A team led by Dr. Peter A. Pinto at NIH’s National Cancer Institute (NCI) carried out a study to confirm that it is better to replace systematic biopsy with MRI-targeted biopsies or if it is even better to use both tests together. They compared these two methods on more than 2,100 men who had MRI-visible lesion. Their study results were published on March 5, 2020, in the New England Journal of Medicine.

 

They found that:

  • Adding MRI-targeted biopsies to the traditional prostate biopsy created a more accurate diagnosis and prediction of the course of prostate cancer, allowing better treatment decisions.

The data:

Participants underwent both MRI-targeted and systematic biopsies. More than 1,300 men were diagnosed with cancer, and 404 men had a prostatectomy, the surgical removal of their prostate glands. 

By comparing diagnoses from systematic biopsy alone to systematic biopsy plus MRI-targeted biopsy, the researchers found that combining the methods led to 208 more cancer diagnoses than systematic biopsy alone. The addition of MRI-targeted biopsy also led to 458 upgrades—changes in diagnosis to a more aggressive cancer, based on analysis of the biopsy tissue.

 

The combined biopsy provided more accurate diagnoses. 

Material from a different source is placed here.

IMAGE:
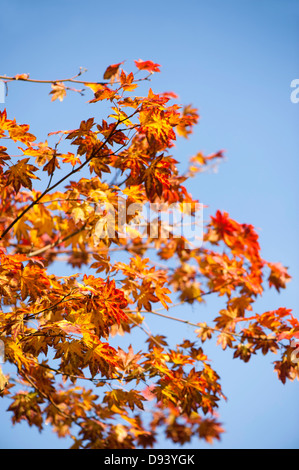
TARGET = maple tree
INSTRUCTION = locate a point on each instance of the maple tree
(60, 332)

Among the men who had a prostatectomy, systematic biopsy alone underdiagnosed about 40% of the cancers. MRI-targeted biopsy alone underdiagnosed about 30%. The combined biopsy underdiagnosed only 14.4%. 

For the most aggressive cancers, systematic biopsy underdiagnosed 16.8% and MRI-targeted biopsy 8.7%, but combined biopsy underdiagnosed only 3.5%.

“Prostate cancer has been one of the only solid tumors diagnosed by performing systematic biopsies ‘blind’ to cancer’s location. For decades this has led to the overdiagnosis and subsequent unnecessary treatment of non-lethal cancers, as well as to missing aggressive high-grade cancers and their opportunity for cure,” says Pinto. “With the addition of MRI-targeted biopsy to systematic biopsy, we can now identify the most lethal cancers within the prostate earlier, providing patients the potential for better treatment before the cancers spread.”